The Brock coupe is based on the legendary Shelby Daytona coupe, the American-built sports car that beat Ferrari at Le Mans. But its provenance is truly special – the Brock coupe was built by Peter Brock, a legendary designer who created the Daytona for Carroll Shelby in the 1960s. Brock went on to found a racing team and a hang-gliding manufacturing firm, and played an enduring role in the world of cars. The Brock coupe is a V-8-powered testament to his style, craftsmanship and engineering chops.
4. 1960s VW split-window Microbus

In a VW microbus, you peer through two flat-plate windshield panels, work a spindly shifter and recall an age when funky style mattered far more than raw power. The microbus was the signature vehicle of Woodstock and the Summer of Love, and it’s still one of the coolest vehicles ever made.
5. Subaru Outback 3.6R

Not all great cars are flashy.
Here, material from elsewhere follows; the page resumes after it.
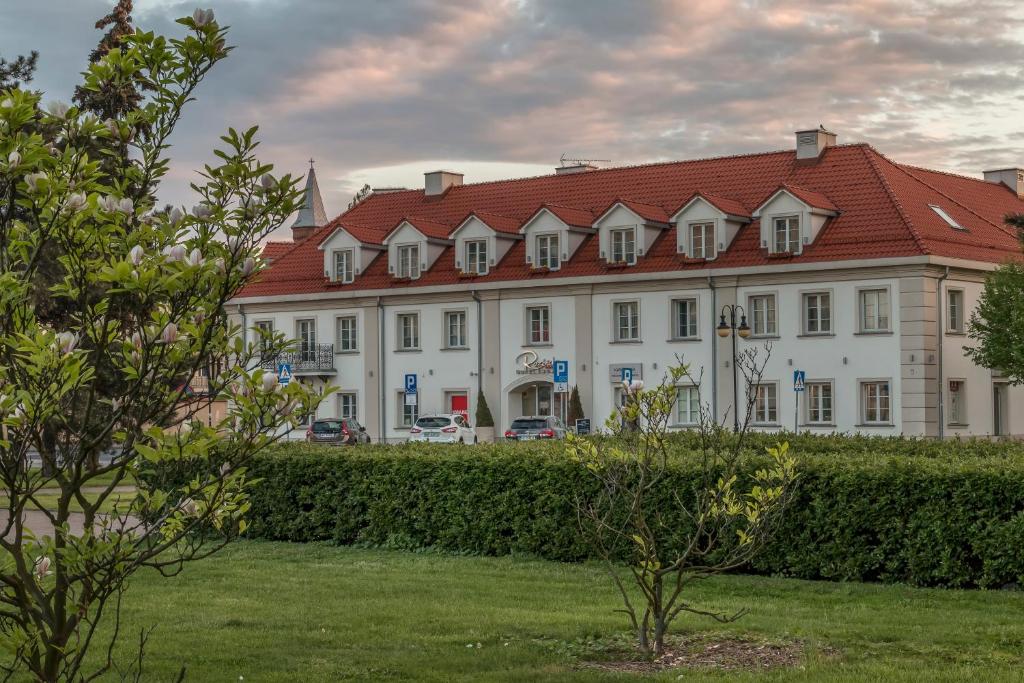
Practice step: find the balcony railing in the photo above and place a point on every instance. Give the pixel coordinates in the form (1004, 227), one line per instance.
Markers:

The Outback left me deeply impressed after an extended road test that included a 3,000-kilometre road trip, clawing up a slag heap at an abandoned Pennsylvania coal mine and driving through an upstate New York blizzard. As a skier, glider pilot and dad, I love the Outback for adventures, gear-hauling and day-to-day errands. With plenty of interior space, a smooth boxer motor and one of the best all-wheel drive systems in the business, the Outback 3.6R is a Swiss army knife of a car.
6. Singer Porsche 911

The air-cooled 911s of the 1960s and 1970s were the purest expression of Porsche’s timeless sports car. Singer Vehicle Designs starts with one of these classics, then spends thousands of hours turning it into a modern masterpiece of engineering and style. Everything is reimagined, refined and rebuilt, from the high-tuned boxer motor to the beautifully crafted door latches. The fenders are subtly bulged to fit around modern rubber, and every mechanism works with silken precision. This is a car buff’s dream come true.
7. 2016 Toyota Prius

I love the quiet efficiency of the Prius, and the vast storage room you find when you flip up the hatchback. I also love driving from Toronto to Chattanooga, Tenn., on 65 litres of fuel. The 2016 Prius is even more fuel efficient than its predecessor. The Prius may not be exciting, but it has an enduring allure.
8. Jaguar XK-120

Jaguar’s most beautiful cars were created during the long reign of Sir William Lyons, the company’s autocratic founder. The XK-120, which was manufactured from 1948 until 1954, epitomizes Jaguar’s unmistakable style and energy in the years following the Second World War, when Sir William put his company on the map. The XK-120’s feline contours are beautiful, and they foreshadow Jaguar’s legendary E-Type.
9. Tesla Model S P90D

The age of internal combustion is slowly but surely coming to an end. And this is the car that’s showing us the way to an electric-powered future. The Tesla Model S is a silent-running dream machine. Until I drove the Model S, I never believed that a battery-powered car could be anything but a glorified golf cart. The P90D is equipped with two motors (one in the nose, one in the tail). It has nearly as much power as a Formula One car, and it gets delivered with the biggest zap this side of an electric-chair execution. Yes, this is the Tesla that comes with Ludicrous Mode.
10. Intermeccanica Speedster

Vancouver-based Meccanica makes beautiful replicas of Porsche’s famous 356 “bathtub” Speedster. The original Speedster was a cool car (James Dean and Steve McQueen each had one), but it’s slow by modern standards. Intermeccanica has the cure – you can order your Speedster with running gear transplanted from a Porsche 911.
11. 1960s Land Rover

When I was a boy, my family moved to Africa. Some of my favourite memories from that era involve old-school Land Rovers. I rode to school in one every day, and when my scout troop went on an excursion across the savannah, our ride was a Land Rover with an open pickup bed. It didn’t offer much protection from lions, but for an eight-year-old kid, it was an unforgettable ride.
12. Porsche Mission E

Porsche’s new concept car is my kind of machine. It looks like a Porsche 911 shaped by an artist from an another planet, and it’s powered by an all-electric drivetrain. It may be even cooler than a Tesla, and that’s saying something.